Przewodów. Szef NATO: Rosja nie szykuje działań wobec Sojuszu
- Wydaje się, że w Przewodowie nie mieliśmy do czynienia z celowym atakiem - stwierdził sekretarz generalny NATO Jens Stoltenberg. Jak zauważył, wtorkowe eksplozje na Lubelszczyźnie miały miejsce "po tym, gdy Rosja wystrzeliła rakiety na ukraińskie terytorium". Zapewnił, że w sprawie trwa śledztwo, a Federacja Rosyjska "nie przygotowuje ofensywnych działań militarnych wobec NATO".
Stoltenberg wyjaśnił, że eksplozja była prawdopodobnie spowodowana przez "pocisk ukraińskiej obrony przeciwlotniczej, wystrzelony, aby bronić ukraińskiego terytorium". Zastrzegł, że ustalono to na podstawie wstępnych analiz.
ZOBACZ: Przewodów. Media: Joe Biden przekazał, że wybuch wywołał pocisk ukraińskiej obrony
- Eksplozja w Polsce to nie wina Ukrainy. Rosja ponosi odpowiedzialność, bo kontynuuje nielegalną wojnę wobec Ukrainy - uznał.
Szef NATO wyjaśnił, jak działa system obrony przeciwlotniczej
Szef NATO zadeklarował, iż państwa NATO są solidarne z Polską. Sojusz zamierza też kontynuować wsparcie dla Kijowa. - Kraje NATO zgadzają się, że musimy zachować czujność, spokój i ścisłą koordynację (...) Rosja musi przerwać tę wojnę - przekazał Stoltenberg.

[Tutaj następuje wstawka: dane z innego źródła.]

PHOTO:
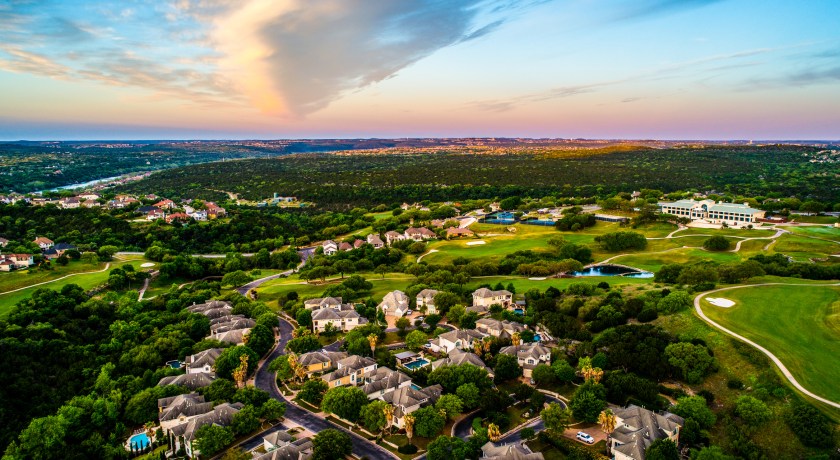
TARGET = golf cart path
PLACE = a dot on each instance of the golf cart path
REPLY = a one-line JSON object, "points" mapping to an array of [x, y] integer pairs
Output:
{"points": [[773, 357], [57, 279]]}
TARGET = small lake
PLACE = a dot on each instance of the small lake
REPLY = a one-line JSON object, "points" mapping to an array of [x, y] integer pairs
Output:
{"points": [[614, 270]]}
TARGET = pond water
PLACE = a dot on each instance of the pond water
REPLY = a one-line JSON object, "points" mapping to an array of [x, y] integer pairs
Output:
{"points": [[614, 270]]}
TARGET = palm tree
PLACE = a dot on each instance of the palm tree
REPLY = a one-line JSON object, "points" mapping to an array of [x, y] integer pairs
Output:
{"points": [[493, 432], [607, 420], [388, 410], [408, 420]]}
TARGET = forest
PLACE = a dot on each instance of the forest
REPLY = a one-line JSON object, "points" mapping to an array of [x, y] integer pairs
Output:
{"points": [[351, 179]]}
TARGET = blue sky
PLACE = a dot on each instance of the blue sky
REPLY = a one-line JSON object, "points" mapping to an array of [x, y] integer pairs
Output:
{"points": [[690, 69]]}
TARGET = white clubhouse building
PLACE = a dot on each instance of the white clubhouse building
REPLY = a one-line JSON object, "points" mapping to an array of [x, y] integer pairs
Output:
{"points": [[713, 212]]}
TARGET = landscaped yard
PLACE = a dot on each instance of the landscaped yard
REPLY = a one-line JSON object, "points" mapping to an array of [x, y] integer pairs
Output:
{"points": [[799, 325]]}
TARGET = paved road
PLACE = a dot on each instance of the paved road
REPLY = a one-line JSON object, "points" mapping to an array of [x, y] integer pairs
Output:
{"points": [[264, 380], [773, 357]]}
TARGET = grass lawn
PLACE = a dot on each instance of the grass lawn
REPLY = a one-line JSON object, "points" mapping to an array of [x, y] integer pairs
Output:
{"points": [[85, 280], [807, 341]]}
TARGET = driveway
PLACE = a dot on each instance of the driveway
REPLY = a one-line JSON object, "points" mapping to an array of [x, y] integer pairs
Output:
{"points": [[264, 380]]}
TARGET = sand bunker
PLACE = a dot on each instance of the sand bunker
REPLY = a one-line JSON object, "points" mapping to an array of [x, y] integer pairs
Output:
{"points": [[720, 302]]}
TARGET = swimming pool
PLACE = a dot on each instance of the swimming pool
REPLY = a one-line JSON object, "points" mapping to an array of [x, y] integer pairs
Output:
{"points": [[417, 364], [139, 441]]}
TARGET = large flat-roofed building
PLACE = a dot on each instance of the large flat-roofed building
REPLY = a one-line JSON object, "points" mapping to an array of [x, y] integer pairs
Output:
{"points": [[732, 214]]}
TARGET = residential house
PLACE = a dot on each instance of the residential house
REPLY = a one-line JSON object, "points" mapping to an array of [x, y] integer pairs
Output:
{"points": [[9, 262], [203, 361], [155, 214], [191, 381], [456, 232], [181, 409], [214, 211], [392, 236], [514, 451], [374, 240], [384, 381], [419, 234], [342, 320], [426, 300], [496, 328], [351, 370], [320, 361], [90, 196], [177, 216], [407, 400], [300, 449], [70, 202], [395, 303], [334, 303], [485, 297], [461, 339], [165, 204], [529, 355], [637, 428], [330, 247], [184, 434], [458, 357], [44, 242]]}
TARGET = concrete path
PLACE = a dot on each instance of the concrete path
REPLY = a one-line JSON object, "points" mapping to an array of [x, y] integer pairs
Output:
{"points": [[773, 357], [108, 265]]}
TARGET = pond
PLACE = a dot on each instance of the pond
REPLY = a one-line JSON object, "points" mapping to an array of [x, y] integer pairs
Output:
{"points": [[614, 270]]}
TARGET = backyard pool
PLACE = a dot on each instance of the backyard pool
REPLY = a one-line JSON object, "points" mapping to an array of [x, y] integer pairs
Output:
{"points": [[614, 270], [139, 441], [417, 364]]}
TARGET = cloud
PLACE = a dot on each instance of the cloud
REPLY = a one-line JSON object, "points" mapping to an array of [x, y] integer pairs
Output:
{"points": [[297, 56]]}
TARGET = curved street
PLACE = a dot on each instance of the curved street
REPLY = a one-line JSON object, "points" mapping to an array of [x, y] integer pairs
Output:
{"points": [[264, 380], [773, 357]]}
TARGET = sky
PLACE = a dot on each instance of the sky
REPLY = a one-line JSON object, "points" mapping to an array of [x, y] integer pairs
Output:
{"points": [[266, 69]]}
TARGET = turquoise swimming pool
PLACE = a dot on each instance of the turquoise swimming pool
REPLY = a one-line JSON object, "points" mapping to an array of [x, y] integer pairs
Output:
{"points": [[417, 364]]}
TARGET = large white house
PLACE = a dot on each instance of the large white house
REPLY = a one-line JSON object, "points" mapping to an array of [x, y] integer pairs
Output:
{"points": [[485, 297], [395, 303], [637, 428], [732, 214]]}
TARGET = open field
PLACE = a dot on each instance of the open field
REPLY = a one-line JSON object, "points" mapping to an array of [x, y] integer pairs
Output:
{"points": [[85, 280], [807, 341]]}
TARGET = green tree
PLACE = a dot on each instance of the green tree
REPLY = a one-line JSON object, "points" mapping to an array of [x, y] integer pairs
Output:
{"points": [[507, 368], [717, 243], [449, 405], [469, 394], [245, 421], [588, 401], [273, 410], [372, 416], [415, 340], [210, 439], [331, 444], [428, 422], [662, 449], [695, 407], [752, 411], [345, 402], [556, 418], [448, 448], [312, 391], [693, 361]]}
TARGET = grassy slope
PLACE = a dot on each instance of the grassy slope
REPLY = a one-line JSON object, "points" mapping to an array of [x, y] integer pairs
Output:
{"points": [[86, 281], [806, 340]]}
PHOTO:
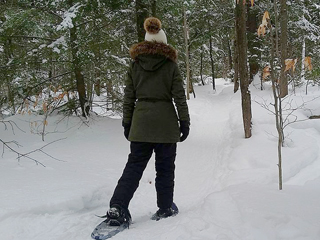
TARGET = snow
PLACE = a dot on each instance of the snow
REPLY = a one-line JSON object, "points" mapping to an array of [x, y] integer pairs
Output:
{"points": [[226, 186]]}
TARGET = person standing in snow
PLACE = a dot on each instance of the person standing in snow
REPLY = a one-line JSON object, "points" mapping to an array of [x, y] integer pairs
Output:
{"points": [[151, 122]]}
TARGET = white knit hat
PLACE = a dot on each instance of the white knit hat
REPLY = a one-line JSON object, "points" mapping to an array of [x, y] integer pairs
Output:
{"points": [[154, 32]]}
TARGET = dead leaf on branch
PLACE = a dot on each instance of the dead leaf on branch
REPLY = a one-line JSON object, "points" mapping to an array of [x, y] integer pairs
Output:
{"points": [[261, 30], [266, 72], [263, 26], [244, 2], [307, 63], [290, 64]]}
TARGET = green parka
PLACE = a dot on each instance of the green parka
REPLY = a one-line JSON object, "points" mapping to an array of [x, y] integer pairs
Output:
{"points": [[153, 84]]}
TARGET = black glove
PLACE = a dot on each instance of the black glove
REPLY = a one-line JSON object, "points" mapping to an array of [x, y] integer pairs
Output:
{"points": [[184, 129], [126, 127]]}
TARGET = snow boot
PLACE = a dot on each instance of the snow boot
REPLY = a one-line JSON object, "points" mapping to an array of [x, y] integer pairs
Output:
{"points": [[164, 213], [118, 216]]}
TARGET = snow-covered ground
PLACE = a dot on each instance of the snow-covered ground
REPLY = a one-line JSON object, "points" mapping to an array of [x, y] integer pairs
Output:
{"points": [[226, 186]]}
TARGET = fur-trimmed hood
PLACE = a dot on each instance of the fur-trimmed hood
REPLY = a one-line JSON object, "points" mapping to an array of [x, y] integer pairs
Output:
{"points": [[153, 48]]}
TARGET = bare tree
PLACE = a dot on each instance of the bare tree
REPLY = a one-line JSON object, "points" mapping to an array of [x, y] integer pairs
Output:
{"points": [[242, 66]]}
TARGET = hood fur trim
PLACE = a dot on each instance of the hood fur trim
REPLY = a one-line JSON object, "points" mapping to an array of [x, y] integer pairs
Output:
{"points": [[153, 48]]}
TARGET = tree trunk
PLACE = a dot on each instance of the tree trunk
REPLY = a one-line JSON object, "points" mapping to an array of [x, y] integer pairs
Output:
{"points": [[236, 60], [253, 45], [212, 64], [243, 71], [77, 69], [283, 47], [186, 36], [201, 66], [141, 15], [154, 8]]}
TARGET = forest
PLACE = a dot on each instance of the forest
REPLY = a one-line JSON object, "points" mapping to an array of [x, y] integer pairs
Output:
{"points": [[251, 71], [69, 57]]}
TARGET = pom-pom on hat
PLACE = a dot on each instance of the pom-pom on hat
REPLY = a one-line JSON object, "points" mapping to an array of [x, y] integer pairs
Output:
{"points": [[153, 29]]}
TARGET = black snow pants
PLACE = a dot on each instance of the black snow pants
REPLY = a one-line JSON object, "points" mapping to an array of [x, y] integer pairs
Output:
{"points": [[141, 153]]}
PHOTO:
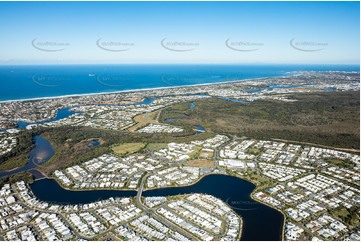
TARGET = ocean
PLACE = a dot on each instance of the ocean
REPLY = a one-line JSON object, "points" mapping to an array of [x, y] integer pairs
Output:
{"points": [[43, 81]]}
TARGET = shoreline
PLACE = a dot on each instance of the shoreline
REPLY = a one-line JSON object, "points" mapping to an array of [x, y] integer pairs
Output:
{"points": [[139, 90], [186, 185]]}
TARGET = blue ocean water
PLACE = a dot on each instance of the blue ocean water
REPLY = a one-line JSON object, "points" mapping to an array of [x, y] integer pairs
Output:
{"points": [[26, 82]]}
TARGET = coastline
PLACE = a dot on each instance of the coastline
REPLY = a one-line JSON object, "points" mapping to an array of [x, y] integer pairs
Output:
{"points": [[185, 185], [137, 90]]}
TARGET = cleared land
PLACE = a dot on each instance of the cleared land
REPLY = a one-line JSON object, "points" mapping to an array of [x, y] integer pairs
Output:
{"points": [[144, 119], [128, 148], [328, 118], [200, 163]]}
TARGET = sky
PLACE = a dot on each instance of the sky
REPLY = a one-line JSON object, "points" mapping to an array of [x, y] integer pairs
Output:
{"points": [[179, 32]]}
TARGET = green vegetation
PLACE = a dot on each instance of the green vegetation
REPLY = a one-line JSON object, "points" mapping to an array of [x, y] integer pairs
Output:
{"points": [[66, 141], [25, 144], [156, 146], [128, 148], [22, 176], [328, 118], [195, 153], [254, 151], [341, 163], [350, 215], [14, 162]]}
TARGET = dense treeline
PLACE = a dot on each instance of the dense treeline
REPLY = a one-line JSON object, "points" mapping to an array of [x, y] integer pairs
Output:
{"points": [[25, 143], [328, 118], [66, 140]]}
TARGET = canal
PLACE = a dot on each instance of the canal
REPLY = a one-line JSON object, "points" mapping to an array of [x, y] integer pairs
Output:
{"points": [[260, 222]]}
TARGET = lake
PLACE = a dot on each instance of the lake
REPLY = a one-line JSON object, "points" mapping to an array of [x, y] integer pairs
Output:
{"points": [[260, 222]]}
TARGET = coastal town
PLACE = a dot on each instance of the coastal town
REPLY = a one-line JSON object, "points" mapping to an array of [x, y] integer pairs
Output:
{"points": [[316, 188]]}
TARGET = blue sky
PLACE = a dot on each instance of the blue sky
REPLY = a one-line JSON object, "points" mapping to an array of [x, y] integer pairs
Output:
{"points": [[192, 32]]}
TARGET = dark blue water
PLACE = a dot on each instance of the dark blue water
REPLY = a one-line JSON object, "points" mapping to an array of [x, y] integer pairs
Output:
{"points": [[62, 113], [40, 154], [234, 191], [200, 129], [22, 82]]}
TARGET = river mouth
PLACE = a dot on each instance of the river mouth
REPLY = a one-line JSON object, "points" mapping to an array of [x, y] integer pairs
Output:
{"points": [[232, 190]]}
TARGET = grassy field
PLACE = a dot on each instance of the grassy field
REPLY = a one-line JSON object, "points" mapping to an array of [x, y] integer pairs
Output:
{"points": [[328, 118], [128, 148], [144, 119]]}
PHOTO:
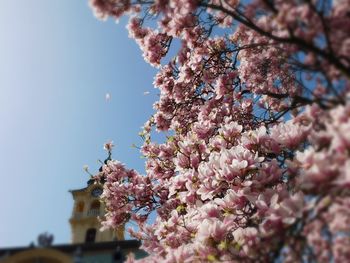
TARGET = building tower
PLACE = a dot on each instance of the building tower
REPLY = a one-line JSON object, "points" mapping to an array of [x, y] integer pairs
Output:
{"points": [[88, 210]]}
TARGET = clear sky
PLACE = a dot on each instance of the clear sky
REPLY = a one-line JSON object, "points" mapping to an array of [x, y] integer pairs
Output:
{"points": [[57, 62]]}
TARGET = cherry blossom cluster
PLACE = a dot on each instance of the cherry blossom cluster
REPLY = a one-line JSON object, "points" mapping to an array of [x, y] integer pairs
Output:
{"points": [[256, 106]]}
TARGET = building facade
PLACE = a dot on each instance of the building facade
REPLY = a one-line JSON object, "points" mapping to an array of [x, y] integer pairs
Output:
{"points": [[88, 243]]}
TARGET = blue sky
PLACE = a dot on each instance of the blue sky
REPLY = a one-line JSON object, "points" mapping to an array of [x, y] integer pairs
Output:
{"points": [[57, 63]]}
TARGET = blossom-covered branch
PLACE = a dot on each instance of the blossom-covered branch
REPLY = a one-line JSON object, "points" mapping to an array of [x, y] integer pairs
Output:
{"points": [[256, 100]]}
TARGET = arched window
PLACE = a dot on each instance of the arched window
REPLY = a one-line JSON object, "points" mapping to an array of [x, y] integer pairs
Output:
{"points": [[80, 207], [94, 208], [90, 235], [95, 205]]}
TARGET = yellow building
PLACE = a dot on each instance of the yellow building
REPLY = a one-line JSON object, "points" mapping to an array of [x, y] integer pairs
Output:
{"points": [[88, 243], [87, 211]]}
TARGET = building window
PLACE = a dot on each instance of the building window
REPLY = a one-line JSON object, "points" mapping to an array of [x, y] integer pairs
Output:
{"points": [[80, 207], [90, 235], [95, 205]]}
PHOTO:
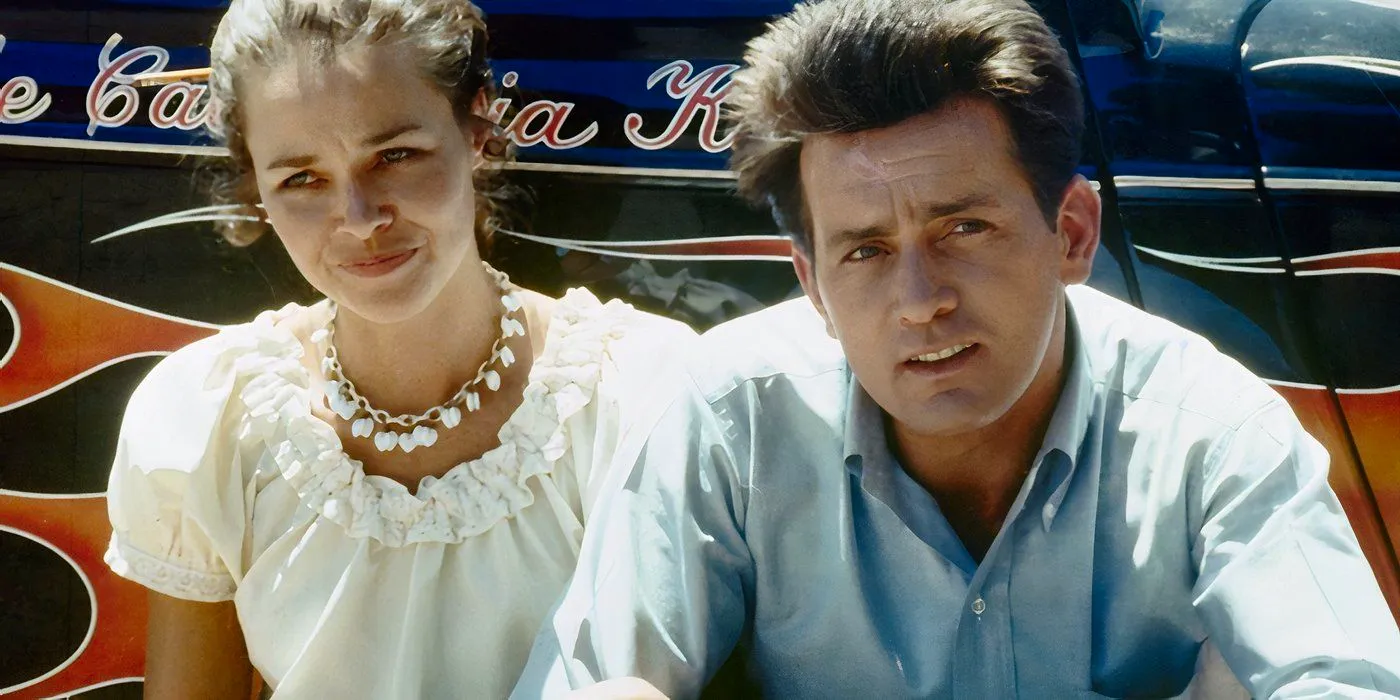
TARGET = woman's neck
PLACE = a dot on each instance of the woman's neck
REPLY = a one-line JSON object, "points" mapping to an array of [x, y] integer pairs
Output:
{"points": [[422, 361]]}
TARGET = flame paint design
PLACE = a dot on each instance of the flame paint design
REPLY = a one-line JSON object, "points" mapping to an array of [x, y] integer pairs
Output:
{"points": [[1374, 261], [65, 333], [1319, 415], [115, 646]]}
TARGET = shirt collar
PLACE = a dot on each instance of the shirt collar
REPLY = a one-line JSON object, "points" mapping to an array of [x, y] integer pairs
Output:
{"points": [[1068, 427], [1068, 424], [864, 424]]}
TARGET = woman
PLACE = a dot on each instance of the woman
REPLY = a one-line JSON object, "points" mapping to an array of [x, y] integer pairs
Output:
{"points": [[381, 494]]}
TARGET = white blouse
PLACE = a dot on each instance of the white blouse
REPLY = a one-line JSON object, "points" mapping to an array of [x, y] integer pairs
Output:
{"points": [[227, 487]]}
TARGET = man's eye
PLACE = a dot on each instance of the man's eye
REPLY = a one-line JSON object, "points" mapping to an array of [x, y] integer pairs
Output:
{"points": [[396, 154], [970, 227], [864, 252], [300, 179]]}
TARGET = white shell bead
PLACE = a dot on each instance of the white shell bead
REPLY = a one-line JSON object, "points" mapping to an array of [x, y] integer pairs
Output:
{"points": [[424, 436], [385, 441]]}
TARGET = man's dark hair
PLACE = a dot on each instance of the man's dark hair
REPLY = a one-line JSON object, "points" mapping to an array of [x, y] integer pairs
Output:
{"points": [[843, 66]]}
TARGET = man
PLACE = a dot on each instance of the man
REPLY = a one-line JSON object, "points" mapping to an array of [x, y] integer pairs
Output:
{"points": [[952, 471]]}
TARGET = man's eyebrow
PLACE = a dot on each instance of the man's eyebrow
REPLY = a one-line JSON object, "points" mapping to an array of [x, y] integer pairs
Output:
{"points": [[944, 209], [935, 210], [856, 235]]}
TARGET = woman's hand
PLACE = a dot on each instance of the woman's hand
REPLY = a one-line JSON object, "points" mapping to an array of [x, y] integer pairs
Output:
{"points": [[619, 689]]}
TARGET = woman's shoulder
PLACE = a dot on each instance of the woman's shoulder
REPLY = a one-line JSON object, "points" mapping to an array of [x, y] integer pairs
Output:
{"points": [[193, 385], [625, 326]]}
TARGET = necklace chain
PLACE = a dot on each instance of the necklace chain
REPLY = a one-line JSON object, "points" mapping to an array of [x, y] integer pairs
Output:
{"points": [[349, 403]]}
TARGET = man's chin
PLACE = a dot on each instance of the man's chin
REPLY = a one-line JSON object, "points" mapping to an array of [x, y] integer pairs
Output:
{"points": [[945, 415]]}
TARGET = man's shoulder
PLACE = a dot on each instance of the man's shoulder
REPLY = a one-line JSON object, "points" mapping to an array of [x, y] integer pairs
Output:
{"points": [[1150, 359], [787, 339]]}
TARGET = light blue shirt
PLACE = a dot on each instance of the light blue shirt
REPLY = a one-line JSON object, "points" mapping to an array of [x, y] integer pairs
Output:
{"points": [[1175, 536]]}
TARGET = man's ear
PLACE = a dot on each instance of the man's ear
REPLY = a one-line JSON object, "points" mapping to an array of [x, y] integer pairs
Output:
{"points": [[1078, 226], [807, 276]]}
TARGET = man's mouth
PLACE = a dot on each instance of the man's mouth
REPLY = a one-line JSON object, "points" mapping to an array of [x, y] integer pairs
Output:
{"points": [[941, 354]]}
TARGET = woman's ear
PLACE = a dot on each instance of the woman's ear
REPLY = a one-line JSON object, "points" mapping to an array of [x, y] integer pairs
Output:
{"points": [[487, 137]]}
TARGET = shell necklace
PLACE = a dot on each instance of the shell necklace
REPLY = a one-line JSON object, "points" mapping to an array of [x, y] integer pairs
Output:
{"points": [[403, 431]]}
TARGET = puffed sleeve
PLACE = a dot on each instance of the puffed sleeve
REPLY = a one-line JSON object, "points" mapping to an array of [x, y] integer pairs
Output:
{"points": [[643, 374], [177, 496]]}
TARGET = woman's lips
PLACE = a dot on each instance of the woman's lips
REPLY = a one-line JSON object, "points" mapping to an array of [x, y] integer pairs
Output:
{"points": [[380, 265]]}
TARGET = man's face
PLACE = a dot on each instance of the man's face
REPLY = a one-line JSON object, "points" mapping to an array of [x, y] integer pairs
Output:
{"points": [[935, 269]]}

Zastrzegł, że "systemy obrony przeciwlotniczej na wschodzie są po to, żeby bronić nas przed atakami". - Ataki - pociski manewrujące, balistyczne - mają specyficzne cechy, które wychwytujemy i monitorujemy, by następnie ocenić, czy faktycznie mamy do czynienia z atakiem czy czymś innym - mówił.
Stoltenberg tłumaczył, iż rakieta przeciwlotnicza "nie ma cech ataku". - To tłumaczy, dlaczego wyglądało to tak, jak wyglądało. Nie mówi to jednak nic o naszych możliwościach obrony przed celowymi atakami na terytorium NATO - zapewnił.
Andrzej Duda: Ukraina broniła się i co zrozumiałe także wystrzeliwała rakiety
Kilkadziesiąt minut wcześniej przemówienie wygłosił prezydent RP Andrzej Duda. - Wczoraj obserwowaliśmy zmasowany, w niespotykanej skali atak na Ukrainę. Co najmniej 100 rakiet różnego rodzaju. Bombardowane było prawie całe terytorium Ukrainy, także obszary przygraniczne, czyli obwody lwowski i wołyński - opisywał.
Jak dodawał, Ukraina "broniła się, co oczywiste i zrozumiałe, także wystrzeliwując rakiety", których zadaniem było strącenie rosyjskich pocisków. - Mieliśmy do czynienia z poważnym starciem. Winę za nie ponosi strona rosyjska - stwierdził.